Each of the three signals provides an importance ranking. The union of the top \(r\%\) tokens from each path, \(\mathcal{S} = \mathcal{S}_{\text{vis}} \cup \mathcal{S}_{\text{temp}} \cup \mathcal{S}_{\text{ent}}\), is used to construct a binary mask \(m_{i,t}\) (1 for key tokens, 0 otherwise). This mask is integrated into the GRPO objective:

\[\mathcal{J}_{\text{Video-KTR}}(\theta) = \mathbb{E}\left[\frac{1}{G}\sum_{i=1}^G \frac{1}{|o_i|}\sum_{t=1}^{|o_i|} m_{i,t} \cdot \min(r_{i,t}\hat{A}_{i,t}, \text{clip}(r_{i,t})\hat{A}_{i,t})\right]\]
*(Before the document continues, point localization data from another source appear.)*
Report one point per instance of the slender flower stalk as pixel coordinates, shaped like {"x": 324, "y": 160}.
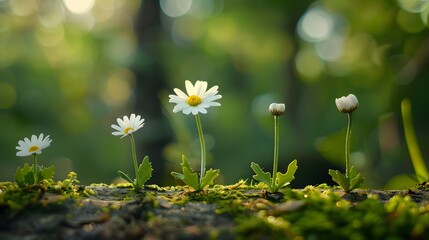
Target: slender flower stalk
{"x": 278, "y": 179}
{"x": 351, "y": 179}
{"x": 276, "y": 109}
{"x": 276, "y": 148}
{"x": 33, "y": 146}
{"x": 126, "y": 127}
{"x": 133, "y": 152}
{"x": 347, "y": 145}
{"x": 203, "y": 147}
{"x": 35, "y": 169}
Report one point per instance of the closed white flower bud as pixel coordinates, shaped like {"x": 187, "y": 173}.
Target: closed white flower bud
{"x": 277, "y": 109}
{"x": 347, "y": 104}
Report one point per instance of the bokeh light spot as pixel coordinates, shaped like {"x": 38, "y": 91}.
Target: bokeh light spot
{"x": 175, "y": 8}
{"x": 308, "y": 64}
{"x": 409, "y": 22}
{"x": 7, "y": 95}
{"x": 316, "y": 25}
{"x": 79, "y": 6}
{"x": 119, "y": 87}
{"x": 23, "y": 7}
{"x": 414, "y": 6}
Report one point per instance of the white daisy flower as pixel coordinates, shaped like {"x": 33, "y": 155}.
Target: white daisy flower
{"x": 29, "y": 147}
{"x": 127, "y": 125}
{"x": 277, "y": 109}
{"x": 197, "y": 99}
{"x": 347, "y": 104}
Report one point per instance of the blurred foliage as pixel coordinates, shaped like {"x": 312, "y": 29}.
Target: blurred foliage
{"x": 70, "y": 68}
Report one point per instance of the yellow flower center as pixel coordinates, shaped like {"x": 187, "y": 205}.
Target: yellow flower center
{"x": 126, "y": 130}
{"x": 33, "y": 149}
{"x": 193, "y": 100}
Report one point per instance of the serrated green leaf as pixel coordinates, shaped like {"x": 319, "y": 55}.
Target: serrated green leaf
{"x": 261, "y": 176}
{"x": 47, "y": 173}
{"x": 285, "y": 179}
{"x": 340, "y": 179}
{"x": 209, "y": 177}
{"x": 144, "y": 172}
{"x": 125, "y": 176}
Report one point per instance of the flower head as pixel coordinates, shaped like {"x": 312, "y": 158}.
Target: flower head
{"x": 127, "y": 125}
{"x": 197, "y": 99}
{"x": 29, "y": 147}
{"x": 277, "y": 109}
{"x": 347, "y": 104}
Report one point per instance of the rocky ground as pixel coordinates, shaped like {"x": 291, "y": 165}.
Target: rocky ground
{"x": 223, "y": 212}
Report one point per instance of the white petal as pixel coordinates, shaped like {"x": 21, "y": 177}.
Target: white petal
{"x": 180, "y": 93}
{"x": 190, "y": 89}
{"x": 116, "y": 127}
{"x": 187, "y": 111}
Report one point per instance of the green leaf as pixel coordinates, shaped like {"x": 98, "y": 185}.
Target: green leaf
{"x": 260, "y": 175}
{"x": 24, "y": 176}
{"x": 209, "y": 177}
{"x": 190, "y": 178}
{"x": 125, "y": 176}
{"x": 19, "y": 176}
{"x": 144, "y": 172}
{"x": 285, "y": 179}
{"x": 29, "y": 178}
{"x": 340, "y": 179}
{"x": 47, "y": 173}
{"x": 177, "y": 175}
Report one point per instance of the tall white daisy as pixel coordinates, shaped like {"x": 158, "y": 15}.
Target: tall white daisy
{"x": 197, "y": 99}
{"x": 29, "y": 147}
{"x": 127, "y": 125}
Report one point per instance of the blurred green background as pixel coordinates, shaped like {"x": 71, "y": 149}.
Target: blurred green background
{"x": 69, "y": 68}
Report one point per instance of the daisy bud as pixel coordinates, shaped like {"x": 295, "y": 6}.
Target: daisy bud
{"x": 347, "y": 104}
{"x": 277, "y": 109}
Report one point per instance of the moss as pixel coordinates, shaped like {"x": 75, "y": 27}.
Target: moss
{"x": 239, "y": 211}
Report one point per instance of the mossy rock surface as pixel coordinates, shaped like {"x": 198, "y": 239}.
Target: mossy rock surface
{"x": 236, "y": 211}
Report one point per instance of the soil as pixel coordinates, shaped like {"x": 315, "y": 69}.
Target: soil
{"x": 156, "y": 213}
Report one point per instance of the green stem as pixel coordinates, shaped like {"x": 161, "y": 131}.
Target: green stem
{"x": 35, "y": 169}
{"x": 412, "y": 144}
{"x": 203, "y": 147}
{"x": 133, "y": 150}
{"x": 276, "y": 150}
{"x": 347, "y": 147}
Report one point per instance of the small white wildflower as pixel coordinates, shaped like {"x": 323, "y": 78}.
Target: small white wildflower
{"x": 277, "y": 109}
{"x": 29, "y": 147}
{"x": 127, "y": 125}
{"x": 347, "y": 104}
{"x": 197, "y": 99}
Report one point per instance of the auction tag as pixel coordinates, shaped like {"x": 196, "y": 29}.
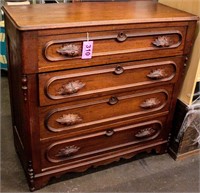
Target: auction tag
{"x": 87, "y": 49}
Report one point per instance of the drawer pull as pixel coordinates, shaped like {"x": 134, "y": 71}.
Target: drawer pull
{"x": 157, "y": 74}
{"x": 113, "y": 100}
{"x": 150, "y": 103}
{"x": 69, "y": 50}
{"x": 145, "y": 133}
{"x": 118, "y": 70}
{"x": 69, "y": 119}
{"x": 162, "y": 41}
{"x": 71, "y": 87}
{"x": 109, "y": 132}
{"x": 67, "y": 151}
{"x": 121, "y": 37}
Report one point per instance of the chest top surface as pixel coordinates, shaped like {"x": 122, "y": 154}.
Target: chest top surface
{"x": 51, "y": 16}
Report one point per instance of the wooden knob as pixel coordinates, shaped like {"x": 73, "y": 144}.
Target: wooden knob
{"x": 121, "y": 37}
{"x": 113, "y": 100}
{"x": 118, "y": 70}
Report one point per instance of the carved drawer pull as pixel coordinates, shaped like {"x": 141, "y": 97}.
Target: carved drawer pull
{"x": 118, "y": 70}
{"x": 69, "y": 50}
{"x": 71, "y": 87}
{"x": 150, "y": 103}
{"x": 69, "y": 119}
{"x": 121, "y": 37}
{"x": 113, "y": 100}
{"x": 67, "y": 151}
{"x": 162, "y": 41}
{"x": 109, "y": 132}
{"x": 145, "y": 132}
{"x": 157, "y": 74}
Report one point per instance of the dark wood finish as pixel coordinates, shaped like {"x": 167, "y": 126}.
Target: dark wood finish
{"x": 70, "y": 114}
{"x": 185, "y": 147}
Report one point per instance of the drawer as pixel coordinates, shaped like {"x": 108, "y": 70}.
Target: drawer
{"x": 72, "y": 151}
{"x": 71, "y": 85}
{"x": 64, "y": 51}
{"x": 55, "y": 120}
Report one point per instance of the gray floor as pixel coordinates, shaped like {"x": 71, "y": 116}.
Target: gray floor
{"x": 143, "y": 173}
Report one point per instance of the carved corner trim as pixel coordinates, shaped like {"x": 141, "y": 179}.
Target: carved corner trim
{"x": 31, "y": 176}
{"x": 24, "y": 87}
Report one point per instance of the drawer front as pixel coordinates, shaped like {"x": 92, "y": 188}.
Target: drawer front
{"x": 65, "y": 51}
{"x": 81, "y": 84}
{"x": 69, "y": 118}
{"x": 76, "y": 150}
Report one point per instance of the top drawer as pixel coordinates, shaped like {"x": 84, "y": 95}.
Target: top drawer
{"x": 65, "y": 51}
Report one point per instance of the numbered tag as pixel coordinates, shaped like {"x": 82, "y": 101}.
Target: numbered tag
{"x": 87, "y": 49}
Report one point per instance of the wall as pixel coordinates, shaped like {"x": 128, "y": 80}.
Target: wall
{"x": 193, "y": 69}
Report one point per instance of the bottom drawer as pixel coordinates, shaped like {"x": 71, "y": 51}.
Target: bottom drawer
{"x": 80, "y": 149}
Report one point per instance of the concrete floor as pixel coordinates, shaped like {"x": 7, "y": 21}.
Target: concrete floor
{"x": 143, "y": 173}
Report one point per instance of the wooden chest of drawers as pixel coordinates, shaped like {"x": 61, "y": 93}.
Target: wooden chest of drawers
{"x": 71, "y": 113}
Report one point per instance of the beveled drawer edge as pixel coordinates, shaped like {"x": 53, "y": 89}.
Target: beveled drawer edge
{"x": 97, "y": 158}
{"x": 141, "y": 34}
{"x": 102, "y": 133}
{"x": 107, "y": 119}
{"x": 79, "y": 75}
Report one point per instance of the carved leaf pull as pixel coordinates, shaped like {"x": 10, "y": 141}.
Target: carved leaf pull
{"x": 71, "y": 87}
{"x": 157, "y": 74}
{"x": 67, "y": 151}
{"x": 69, "y": 50}
{"x": 121, "y": 37}
{"x": 162, "y": 41}
{"x": 150, "y": 103}
{"x": 69, "y": 119}
{"x": 147, "y": 132}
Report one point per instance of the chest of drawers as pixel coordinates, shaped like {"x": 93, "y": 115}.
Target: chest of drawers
{"x": 70, "y": 113}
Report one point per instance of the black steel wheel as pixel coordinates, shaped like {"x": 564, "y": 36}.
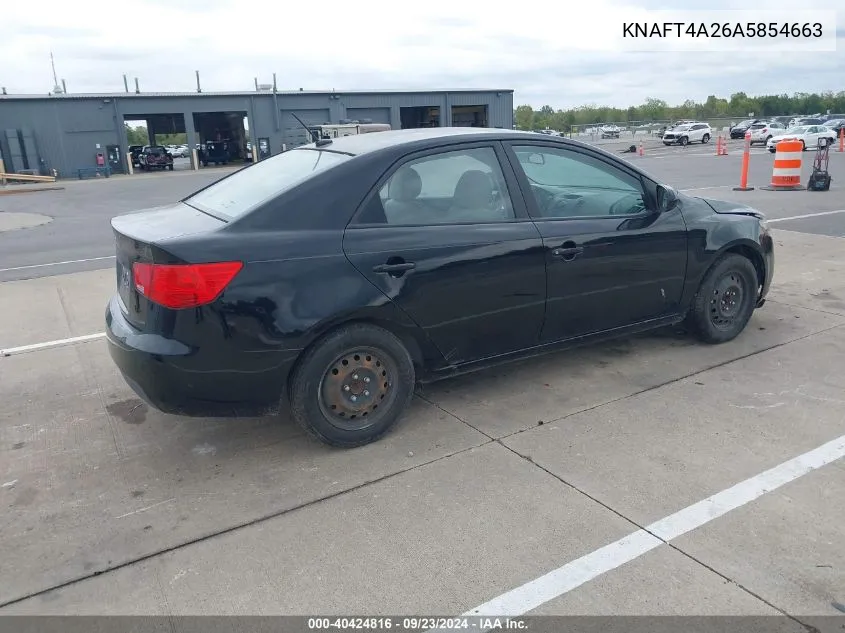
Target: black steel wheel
{"x": 352, "y": 386}
{"x": 355, "y": 386}
{"x": 725, "y": 300}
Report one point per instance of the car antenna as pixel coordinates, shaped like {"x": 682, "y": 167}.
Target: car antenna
{"x": 319, "y": 142}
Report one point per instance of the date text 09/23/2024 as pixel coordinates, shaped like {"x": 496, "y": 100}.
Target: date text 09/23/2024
{"x": 750, "y": 30}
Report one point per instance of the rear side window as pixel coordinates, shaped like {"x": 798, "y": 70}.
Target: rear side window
{"x": 249, "y": 188}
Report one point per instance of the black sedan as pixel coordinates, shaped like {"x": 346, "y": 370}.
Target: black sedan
{"x": 333, "y": 277}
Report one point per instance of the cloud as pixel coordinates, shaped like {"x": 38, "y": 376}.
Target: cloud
{"x": 549, "y": 52}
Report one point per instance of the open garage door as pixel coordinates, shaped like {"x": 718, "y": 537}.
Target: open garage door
{"x": 293, "y": 133}
{"x": 469, "y": 116}
{"x": 369, "y": 115}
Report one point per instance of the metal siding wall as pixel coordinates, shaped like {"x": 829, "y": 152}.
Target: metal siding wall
{"x": 499, "y": 105}
{"x": 292, "y": 132}
{"x": 377, "y": 115}
{"x": 66, "y": 129}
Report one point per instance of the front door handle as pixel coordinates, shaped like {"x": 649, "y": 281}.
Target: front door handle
{"x": 394, "y": 268}
{"x": 568, "y": 253}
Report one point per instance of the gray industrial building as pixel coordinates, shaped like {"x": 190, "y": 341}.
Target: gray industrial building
{"x": 66, "y": 132}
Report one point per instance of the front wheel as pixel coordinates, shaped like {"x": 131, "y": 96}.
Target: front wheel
{"x": 352, "y": 386}
{"x": 725, "y": 300}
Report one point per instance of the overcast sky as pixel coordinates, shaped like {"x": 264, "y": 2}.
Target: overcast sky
{"x": 544, "y": 50}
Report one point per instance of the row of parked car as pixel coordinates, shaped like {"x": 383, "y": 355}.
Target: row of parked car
{"x": 149, "y": 157}
{"x": 811, "y": 131}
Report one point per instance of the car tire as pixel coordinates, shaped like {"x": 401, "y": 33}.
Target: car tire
{"x": 341, "y": 367}
{"x": 725, "y": 300}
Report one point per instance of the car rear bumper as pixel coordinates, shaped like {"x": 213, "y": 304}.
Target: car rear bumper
{"x": 176, "y": 378}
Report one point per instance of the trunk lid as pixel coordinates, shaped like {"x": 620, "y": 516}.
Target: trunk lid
{"x": 732, "y": 208}
{"x": 140, "y": 237}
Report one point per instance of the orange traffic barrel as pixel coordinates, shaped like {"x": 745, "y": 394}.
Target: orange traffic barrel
{"x": 786, "y": 173}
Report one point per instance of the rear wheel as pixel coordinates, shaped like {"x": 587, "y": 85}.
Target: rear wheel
{"x": 352, "y": 386}
{"x": 725, "y": 300}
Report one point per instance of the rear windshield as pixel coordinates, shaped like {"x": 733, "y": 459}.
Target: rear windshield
{"x": 252, "y": 186}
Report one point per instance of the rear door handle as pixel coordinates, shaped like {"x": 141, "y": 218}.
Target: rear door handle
{"x": 394, "y": 268}
{"x": 568, "y": 253}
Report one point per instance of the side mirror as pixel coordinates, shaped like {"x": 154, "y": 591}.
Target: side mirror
{"x": 667, "y": 198}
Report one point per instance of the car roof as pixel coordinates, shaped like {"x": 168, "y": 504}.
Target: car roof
{"x": 357, "y": 144}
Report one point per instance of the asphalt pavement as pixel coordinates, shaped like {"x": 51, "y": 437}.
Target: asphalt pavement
{"x": 647, "y": 476}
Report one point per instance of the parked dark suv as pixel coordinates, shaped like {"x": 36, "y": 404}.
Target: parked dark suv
{"x": 155, "y": 157}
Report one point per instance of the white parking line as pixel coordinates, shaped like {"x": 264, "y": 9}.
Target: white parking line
{"x": 35, "y": 347}
{"x": 522, "y": 599}
{"x": 70, "y": 261}
{"x": 806, "y": 215}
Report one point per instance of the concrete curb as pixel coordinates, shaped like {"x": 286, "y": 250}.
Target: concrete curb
{"x": 10, "y": 192}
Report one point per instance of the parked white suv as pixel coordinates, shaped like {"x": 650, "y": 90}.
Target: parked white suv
{"x": 762, "y": 132}
{"x": 688, "y": 133}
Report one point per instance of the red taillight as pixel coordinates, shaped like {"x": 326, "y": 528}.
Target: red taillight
{"x": 180, "y": 286}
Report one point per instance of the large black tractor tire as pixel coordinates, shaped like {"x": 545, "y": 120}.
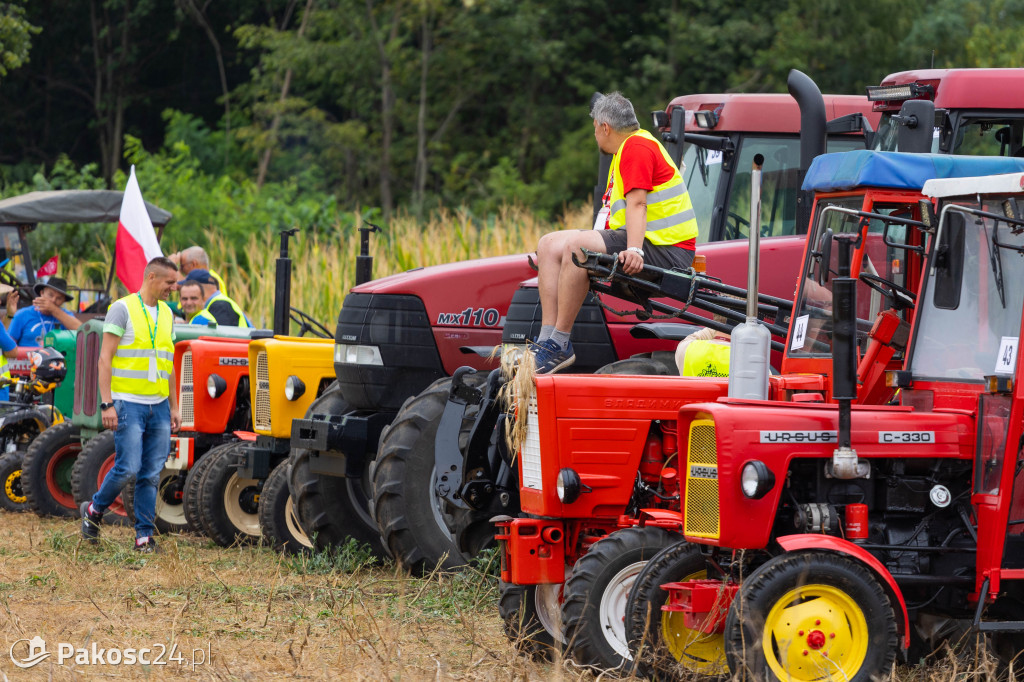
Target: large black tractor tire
{"x": 415, "y": 524}
{"x": 228, "y": 503}
{"x": 170, "y": 512}
{"x": 532, "y": 619}
{"x": 190, "y": 494}
{"x": 596, "y": 593}
{"x": 12, "y": 496}
{"x": 659, "y": 641}
{"x": 46, "y": 471}
{"x": 278, "y": 518}
{"x": 91, "y": 465}
{"x": 811, "y": 615}
{"x": 332, "y": 509}
{"x": 657, "y": 364}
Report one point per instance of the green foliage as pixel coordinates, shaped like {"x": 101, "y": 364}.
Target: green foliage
{"x": 15, "y": 37}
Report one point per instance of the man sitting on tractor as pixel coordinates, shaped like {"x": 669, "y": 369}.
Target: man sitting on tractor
{"x": 647, "y": 218}
{"x": 45, "y": 314}
{"x": 218, "y": 307}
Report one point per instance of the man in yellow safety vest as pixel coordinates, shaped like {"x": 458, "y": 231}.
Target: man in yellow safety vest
{"x": 647, "y": 218}
{"x": 136, "y": 370}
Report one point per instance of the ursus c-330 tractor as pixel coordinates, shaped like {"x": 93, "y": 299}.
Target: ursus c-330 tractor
{"x": 581, "y": 423}
{"x": 833, "y": 538}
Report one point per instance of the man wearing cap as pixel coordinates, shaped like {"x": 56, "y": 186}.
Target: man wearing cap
{"x": 218, "y": 308}
{"x": 138, "y": 400}
{"x": 45, "y": 314}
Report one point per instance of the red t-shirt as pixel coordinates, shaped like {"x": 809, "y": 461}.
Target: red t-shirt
{"x": 643, "y": 166}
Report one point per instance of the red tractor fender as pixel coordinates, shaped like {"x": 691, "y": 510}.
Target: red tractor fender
{"x": 832, "y": 544}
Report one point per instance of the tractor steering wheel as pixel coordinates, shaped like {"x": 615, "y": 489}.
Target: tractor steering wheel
{"x": 307, "y": 324}
{"x": 901, "y": 297}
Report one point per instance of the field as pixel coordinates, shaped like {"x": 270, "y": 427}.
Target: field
{"x": 257, "y": 614}
{"x": 248, "y": 613}
{"x": 324, "y": 263}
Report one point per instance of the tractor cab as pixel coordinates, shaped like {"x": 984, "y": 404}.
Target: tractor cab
{"x": 977, "y": 112}
{"x": 975, "y": 285}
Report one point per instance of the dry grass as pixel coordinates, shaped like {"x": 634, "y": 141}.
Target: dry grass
{"x": 262, "y": 614}
{"x": 324, "y": 264}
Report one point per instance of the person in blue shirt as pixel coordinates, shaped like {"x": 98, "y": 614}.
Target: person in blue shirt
{"x": 31, "y": 325}
{"x": 7, "y": 347}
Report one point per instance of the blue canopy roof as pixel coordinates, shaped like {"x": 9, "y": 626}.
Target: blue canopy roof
{"x": 847, "y": 170}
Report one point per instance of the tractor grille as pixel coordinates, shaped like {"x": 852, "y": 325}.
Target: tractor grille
{"x": 701, "y": 481}
{"x": 531, "y": 451}
{"x": 186, "y": 402}
{"x": 261, "y": 411}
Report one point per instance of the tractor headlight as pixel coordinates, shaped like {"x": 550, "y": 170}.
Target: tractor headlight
{"x": 294, "y": 388}
{"x": 568, "y": 485}
{"x": 757, "y": 479}
{"x": 215, "y": 385}
{"x": 355, "y": 354}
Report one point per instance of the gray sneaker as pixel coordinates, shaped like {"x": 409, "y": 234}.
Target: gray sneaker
{"x": 147, "y": 546}
{"x": 90, "y": 523}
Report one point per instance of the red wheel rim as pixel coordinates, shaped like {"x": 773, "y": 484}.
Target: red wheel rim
{"x": 118, "y": 506}
{"x": 58, "y": 475}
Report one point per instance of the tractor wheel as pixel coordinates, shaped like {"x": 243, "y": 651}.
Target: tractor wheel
{"x": 659, "y": 641}
{"x": 332, "y": 509}
{"x": 95, "y": 460}
{"x": 170, "y": 502}
{"x": 228, "y": 504}
{"x": 278, "y": 519}
{"x": 531, "y": 613}
{"x": 190, "y": 494}
{"x": 594, "y": 606}
{"x": 12, "y": 497}
{"x": 47, "y": 468}
{"x": 811, "y": 615}
{"x": 413, "y": 520}
{"x": 658, "y": 364}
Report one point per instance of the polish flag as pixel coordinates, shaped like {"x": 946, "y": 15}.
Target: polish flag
{"x": 136, "y": 243}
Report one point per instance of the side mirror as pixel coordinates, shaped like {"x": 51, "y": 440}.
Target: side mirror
{"x": 916, "y": 119}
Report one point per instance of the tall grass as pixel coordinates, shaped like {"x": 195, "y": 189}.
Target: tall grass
{"x": 324, "y": 262}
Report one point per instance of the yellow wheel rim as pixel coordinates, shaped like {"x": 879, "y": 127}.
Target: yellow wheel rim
{"x": 694, "y": 650}
{"x": 12, "y": 487}
{"x": 815, "y": 632}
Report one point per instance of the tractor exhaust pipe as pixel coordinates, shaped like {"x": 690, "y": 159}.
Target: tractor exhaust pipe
{"x": 845, "y": 463}
{"x": 812, "y": 135}
{"x": 751, "y": 343}
{"x": 365, "y": 262}
{"x": 283, "y": 287}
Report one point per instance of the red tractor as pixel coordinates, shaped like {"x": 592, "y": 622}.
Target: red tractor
{"x": 608, "y": 443}
{"x": 433, "y": 505}
{"x": 833, "y": 538}
{"x": 977, "y": 111}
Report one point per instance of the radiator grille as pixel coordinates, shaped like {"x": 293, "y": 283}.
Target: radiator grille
{"x": 261, "y": 416}
{"x": 701, "y": 481}
{"x": 531, "y": 474}
{"x": 186, "y": 402}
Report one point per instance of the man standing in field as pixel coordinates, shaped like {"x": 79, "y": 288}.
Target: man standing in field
{"x": 647, "y": 218}
{"x": 136, "y": 366}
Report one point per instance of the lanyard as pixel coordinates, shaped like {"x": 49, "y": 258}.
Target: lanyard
{"x": 156, "y": 321}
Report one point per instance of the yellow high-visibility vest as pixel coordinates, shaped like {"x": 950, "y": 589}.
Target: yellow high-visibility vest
{"x": 671, "y": 218}
{"x": 154, "y": 338}
{"x": 706, "y": 358}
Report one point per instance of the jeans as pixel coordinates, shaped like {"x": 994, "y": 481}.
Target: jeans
{"x": 141, "y": 444}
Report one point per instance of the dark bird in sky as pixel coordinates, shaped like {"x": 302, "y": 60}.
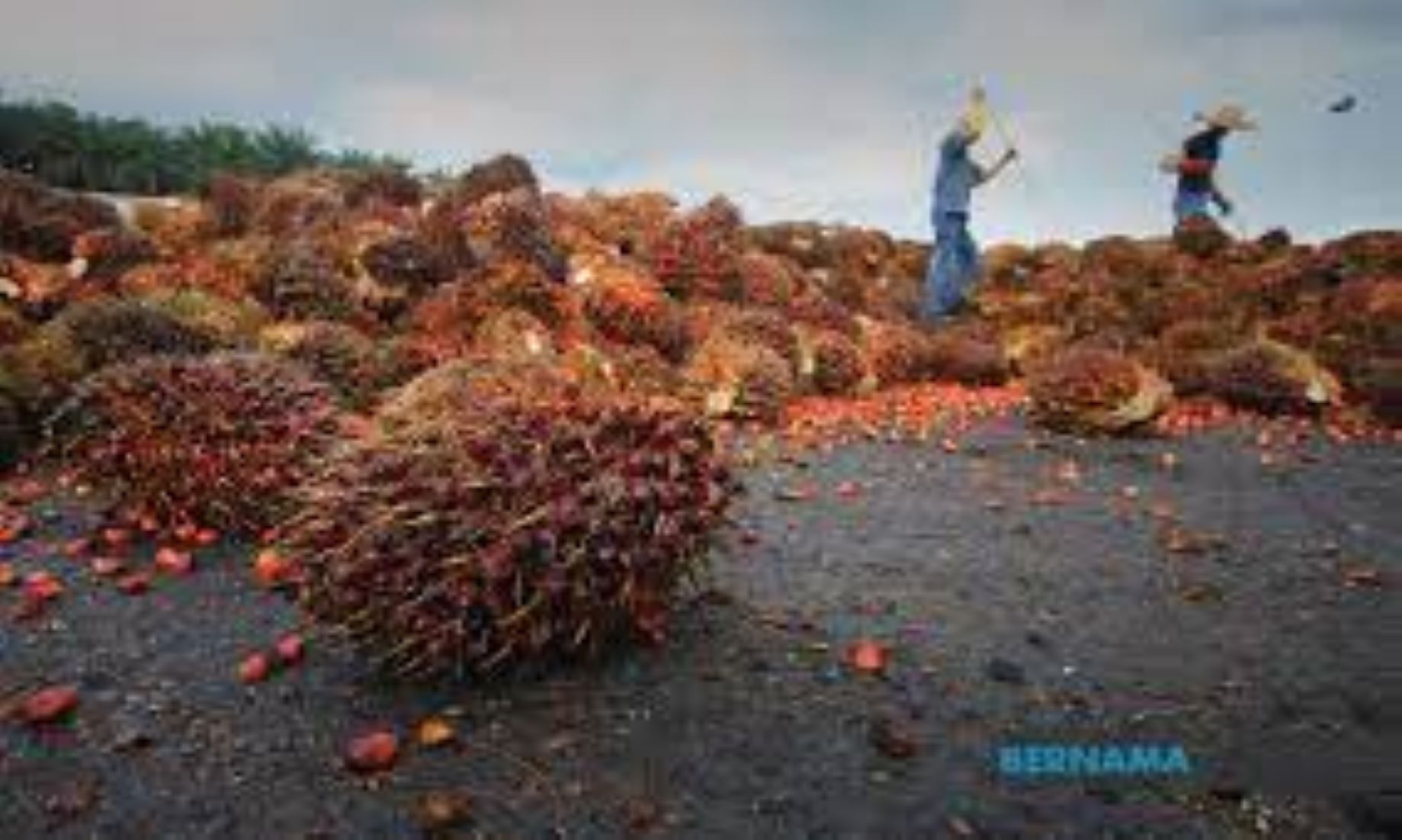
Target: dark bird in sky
{"x": 1343, "y": 105}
Only tokens where \(m_{i,t}=1\) contribute to the gradient, filtering out low-information tokens like functional words and auxiliary verbs. Hard selection (binary mask) is used instead of soft weighting, as experiments showed the top-20% hard mask consistently outperformed Softmax, Sigmoid, linear, or exponential weighting. This mechanism is plug-and-play and can be attached to any GRPO-based RL training.

Key Experimental Results

Main Results: Cross-benchmark Comparison

Model Scale Video-Holmes VideoMMMU MMVU(mc) TempCompass VideoMME
GPT-4o 42.0 61.2 75.4 73.8 71.9
GPT-5 46.7 84.6 82.6 83.3 86.7
Video-R1 7B 36.5 52.3 63.8 73.2 59.3
TW-GRPO 7B 32.9 51.3 65.8 73.3 55.1
Video-KTR 7B 42.7 53.1 66.6 73.5 62.5

Ablation Study: Attribution Signal Combinations

Strategy E V T Video-Holmes VideoMMMU MMVU Average
Vanilla GRPO 38.8 49.8 64.8 51.1
T only 42.1 50.1 65.5 52.6
V only 40.5 51.9 65.1 52.5
V+E+T 41.6 52.6 65.9 53.4

Key Findings

  1. Signal Complementarity: Using any single signal outperforms vanilla GRPO, but the full combination yields the best results.
  2. Hard Selection > Soft Weighting: The top-20% binary mask consistently outperformed varied soft weighting schemes.
  3. Linguistic Distribution: Visual tokens are predominantly nouns (24.8%), temporal tokens are mostly verbs (21.2%), and entropy tokens show a higher proportion of adverbs (8.8%).
  4. Optimal Update Ratio: A 20% ratio is best; higher ratios introduce noise, while lower ratios provide insufficient signal.

Highlights & Insights

  1. Effective Use of Counterfactual Analysis: Decouples visual and temporal dependencies naturally through visual masking and frame shuffling.
  2. Plug-and-play Design: Video-KTR integrates seamlessly into any GRPO-based RL training process.
  3. 7B Model Surpasses GPT-4o: Achieving 42.7% vs 42.0% on Video-Holmes proves that fine-grained token-level optimization can bridge the gap in model scale.
  4. Analysis of Unselected Tokens: Filtered low-information tokens are mainly functional words (auxiliaries, pronouns, prepositions), verifying that the attribution mechanism effectively filters redundancy.

Limitations & Future Work

  1. Counterfactual analysis requires extra forward passes (masking + shuffling), increasing training overhead.
  2. Validation is limited to 7B scale models; returns on larger models remain unknown.
  3. The token selection ratio \(r\) is a fixed hyperparameter rather than an adaptive one based on sample difficulty.
  4. Frame count is limited to 16-64 frames; performance on ultra-long videos is unverified.

Rating ⭐⭐⭐⭐⭐

Excellent method design, solid experimental analysis, and significant performance gains. Shifting RL from coarse sequence-level rewards to fine-grained modality-aware token-level updates marks a significant advancement in RL training for video reasoning.